/hgr_v2t

Code accompanying the paper "Fine-grained Video-Text Retrieval with Hierarchical Graph Reasoning".

Primary LanguagePythonMIT LicenseMIT

Fine-grained Video-Text Retrieval with Hierarchical Graph Reasoning

This repository contains PyTorch implementation of our paper Fine-grained Video-Text Retrieval with Hierarchical Graph Reasoning (CVPR 2020).

Overview of HGR Model

Prerequisites

Python 3 and PyTorch 1.3.

# clone the repository
git clone git@github.com:cshizhe/hgr_v2t.git
cd hgr_v2t
export PYTHONPATH=$(pwd):${PYTHONPATH}

Datasets

We provide annotations, pretrained features on MSRVTT, TGIF, VATEX and Youtube2Text video captioning datasets, which can be downloaded from BaiduNetdisk (code: vxpi).

Annotations

  • groundtruth: annotation/RET directory
  1. ref_captions.json: dict, {videoname: [sent]}
  2. sent2rolegraph.augment.json: {sent: (graph_nodes, graph_edges)}
  • vocabularies: annotation/RET directory int2word.npy: [word] word2int.json: {word: int}

  • data splits: public_split directory trn_names.npy, val_names.npy, tst_names.npy

Features

For MSRVTT, TGIF and Youtube2Text datasets, we extract features with Resnet152 pretrained on ImageNet. For VATEX dataset, we use the I3D features released by VATEX challenge organizers.
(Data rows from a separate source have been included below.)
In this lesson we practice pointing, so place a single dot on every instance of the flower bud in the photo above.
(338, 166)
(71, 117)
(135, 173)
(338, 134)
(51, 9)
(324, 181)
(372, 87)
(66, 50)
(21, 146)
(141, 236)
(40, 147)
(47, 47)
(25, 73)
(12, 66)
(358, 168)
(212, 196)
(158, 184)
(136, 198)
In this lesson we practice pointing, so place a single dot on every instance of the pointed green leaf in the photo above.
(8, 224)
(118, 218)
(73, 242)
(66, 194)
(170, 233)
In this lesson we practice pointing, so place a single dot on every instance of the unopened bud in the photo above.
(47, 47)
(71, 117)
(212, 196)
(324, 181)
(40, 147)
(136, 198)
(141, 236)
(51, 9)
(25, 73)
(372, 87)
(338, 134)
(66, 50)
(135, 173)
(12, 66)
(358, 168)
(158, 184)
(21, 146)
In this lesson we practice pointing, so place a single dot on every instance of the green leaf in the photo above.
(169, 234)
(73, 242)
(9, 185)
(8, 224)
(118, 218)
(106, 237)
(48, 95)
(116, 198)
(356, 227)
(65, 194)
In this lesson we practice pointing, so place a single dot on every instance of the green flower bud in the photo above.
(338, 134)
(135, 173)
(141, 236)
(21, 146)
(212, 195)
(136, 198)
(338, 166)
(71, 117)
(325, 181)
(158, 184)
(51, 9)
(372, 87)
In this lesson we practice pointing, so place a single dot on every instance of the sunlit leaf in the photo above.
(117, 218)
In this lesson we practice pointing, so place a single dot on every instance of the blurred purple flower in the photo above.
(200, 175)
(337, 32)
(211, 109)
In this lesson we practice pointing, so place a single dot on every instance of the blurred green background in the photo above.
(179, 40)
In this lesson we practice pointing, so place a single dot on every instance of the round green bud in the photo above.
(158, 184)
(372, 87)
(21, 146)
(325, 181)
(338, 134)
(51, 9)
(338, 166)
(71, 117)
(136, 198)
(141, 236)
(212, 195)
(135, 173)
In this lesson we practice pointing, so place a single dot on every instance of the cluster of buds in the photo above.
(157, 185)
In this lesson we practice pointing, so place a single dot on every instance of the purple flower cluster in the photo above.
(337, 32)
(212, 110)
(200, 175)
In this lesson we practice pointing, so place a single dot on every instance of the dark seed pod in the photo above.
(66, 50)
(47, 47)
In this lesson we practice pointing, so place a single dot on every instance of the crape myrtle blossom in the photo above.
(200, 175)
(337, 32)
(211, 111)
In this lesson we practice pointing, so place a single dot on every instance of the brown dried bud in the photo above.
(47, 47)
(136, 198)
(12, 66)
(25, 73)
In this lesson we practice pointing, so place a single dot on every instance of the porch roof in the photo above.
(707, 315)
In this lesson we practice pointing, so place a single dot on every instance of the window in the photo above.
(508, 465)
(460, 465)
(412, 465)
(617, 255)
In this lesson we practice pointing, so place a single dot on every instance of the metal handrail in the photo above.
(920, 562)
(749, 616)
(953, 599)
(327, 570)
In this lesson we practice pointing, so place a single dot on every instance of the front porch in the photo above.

  • mean pooling features: ordered_feature/MP directory

format: np array, shape=(num_fts, dim_ft) corresponding to the order in data_split names

  • frame-level features: ordered_feature/SA directory

format: hdf5 file, {name: ft}, ft.shape=(num_frames, dim_ft)

Fine-grained Binary Selection Annotation

We construct the fine-grained binary selection dataset based on the testing set of Youtube2Text dataset. The annotations are in the Youtube2Text/annotation/binary_selection directory.

Training & Inference

Semantic Graph Construction

We provided constructed role graph annotations. If you want to generate role graphs for new datasets, please follow the following instructions.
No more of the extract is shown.